Daily Digest Market Movers: Japanese yen falls despite first BOJ interest rate hike since 2007
- The Japanese yen depreciated across the board after the Bank of Japan announced plans to raise short-term interest rates by 10 basis points and gradually reduce purchases of commercial paper and corporate bonds.
- The Bank of Japan also decided to abolish its yield curve control policy, but said it would continue to purchase Japanese government bonds at a steady pace and intervene as necessary if yields rise too high.
- The move comes days after Japan’s biggest companies agreed to their biggest wage hikes in 33 years, data showed inflation remained sticky and the economy avoided recession in the fourth quarter. I was disappointed.
- Japan’s Finance Minister Shunichi Suzuki said this year’s wage negotiations have yielded record wage increases so far, and the government will roll out a range of policies to ensure the positive momentum in wages continues.
- Bank of Japan Governor Kazuo Ueda told a press conference after the meeting that the Bank of Japan would continue purchasing government bonds at “roughly the same amount” as before and would consider a wide range of easing options, including those implemented in the past, if necessary. Ta.
- After better-than-expected U.S. producer and consumer price data released last week, investors are betting on more aggressive policy easing from the Federal Reserve, which continues to support the dollar. We were forced to scale back our bets.
- Markets are currently pricing in fewer than three 25 basis point rate cuts in 2024, with a roughly 51% chance that the Fed will begin a rate cut cycle at its June policy meeting, significantly lower than expected at the beginning of the year. are doing.
- Expectations that the Federal Reserve will keep interest rates high for an extended period of time have pushed the benchmark 10-year US Treasury yield to its highest level in three weeks, further strengthening the US dollar and forecasting a further rise in the US dollar/yen pair. Supporting.

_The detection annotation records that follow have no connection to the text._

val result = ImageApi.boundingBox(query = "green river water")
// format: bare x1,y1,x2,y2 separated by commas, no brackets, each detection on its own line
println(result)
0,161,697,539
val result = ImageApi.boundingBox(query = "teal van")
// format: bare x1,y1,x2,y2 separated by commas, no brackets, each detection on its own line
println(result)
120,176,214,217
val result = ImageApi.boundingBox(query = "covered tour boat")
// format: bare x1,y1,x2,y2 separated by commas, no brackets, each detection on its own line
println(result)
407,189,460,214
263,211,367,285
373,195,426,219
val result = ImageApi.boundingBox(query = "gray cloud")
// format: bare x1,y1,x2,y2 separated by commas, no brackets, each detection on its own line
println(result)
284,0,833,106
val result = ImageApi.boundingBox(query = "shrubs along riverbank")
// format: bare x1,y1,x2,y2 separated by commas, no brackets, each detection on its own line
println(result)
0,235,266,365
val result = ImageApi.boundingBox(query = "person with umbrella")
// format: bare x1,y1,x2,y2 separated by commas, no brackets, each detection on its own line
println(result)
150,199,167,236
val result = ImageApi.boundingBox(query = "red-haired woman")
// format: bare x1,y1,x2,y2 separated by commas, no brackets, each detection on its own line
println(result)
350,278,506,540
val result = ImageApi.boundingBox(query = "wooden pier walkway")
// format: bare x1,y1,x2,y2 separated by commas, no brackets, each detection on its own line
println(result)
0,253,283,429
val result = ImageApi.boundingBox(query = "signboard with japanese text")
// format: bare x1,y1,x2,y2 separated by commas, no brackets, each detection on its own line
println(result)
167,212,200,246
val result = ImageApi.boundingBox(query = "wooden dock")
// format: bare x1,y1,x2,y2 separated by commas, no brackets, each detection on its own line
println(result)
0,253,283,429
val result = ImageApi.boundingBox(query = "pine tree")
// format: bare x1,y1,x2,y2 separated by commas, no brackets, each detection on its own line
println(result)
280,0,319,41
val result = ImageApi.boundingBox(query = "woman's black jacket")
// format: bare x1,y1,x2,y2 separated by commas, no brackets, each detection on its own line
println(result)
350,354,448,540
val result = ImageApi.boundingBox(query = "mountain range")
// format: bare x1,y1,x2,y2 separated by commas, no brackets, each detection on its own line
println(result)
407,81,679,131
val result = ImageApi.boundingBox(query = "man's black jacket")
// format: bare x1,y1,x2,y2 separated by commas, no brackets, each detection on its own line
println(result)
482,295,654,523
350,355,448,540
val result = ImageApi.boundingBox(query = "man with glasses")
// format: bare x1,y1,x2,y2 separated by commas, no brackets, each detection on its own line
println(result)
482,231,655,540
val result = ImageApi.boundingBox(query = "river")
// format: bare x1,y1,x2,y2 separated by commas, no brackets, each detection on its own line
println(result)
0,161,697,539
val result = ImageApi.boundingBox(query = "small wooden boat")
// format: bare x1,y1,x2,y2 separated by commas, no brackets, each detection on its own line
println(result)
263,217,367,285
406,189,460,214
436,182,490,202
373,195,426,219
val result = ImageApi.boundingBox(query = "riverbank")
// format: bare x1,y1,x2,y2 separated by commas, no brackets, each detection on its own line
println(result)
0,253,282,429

- However, traders were reluctant to bet on anything positive ahead of the highly anticipated Bank of Japan policy decision on Tuesday, followed by the outcome of the two-day FOMC meeting on Wednesday. ing.
Technical Analysis: USD/JPY looks poised to challenge year-to-date highs and conquer the 151.00 mark
From a technical perspective, the sustained strength above the 61.8% Fibonacci retracement level and the psychological mark 150.00 during the February-March decline could be seen as a new trigger for bullish traders. be. Furthermore, the oscillator on the daily chart has just started gaining positive traction, suggesting that the path of least resistance for the USD/JPY pair is to the upside. Therefore, the possibility of some follow-through strength returning towards the 151.00 area, or the year-to-date peak reached in February, seems clear. Sustaining strength above the latter could trigger fresh short-covering activity and pave the way for an extension of the uptrend that has lasted for more than a week.
On the contrary, the 150.00 mark currently appears to be protecting the near-term downside. Any subsequent decline is likely to attract new buyers and remain limited around the 149.20 area. If the follow-through selling continues below the 149.00 mark, the bias will shift in favor of bearish traders and the USD/JPY pair could be pulled further towards the 148.30 area on its way to the 148.00 mark and the 100-day simple moving average. There is sex. (SMA), currently anchored around the 147.65 region.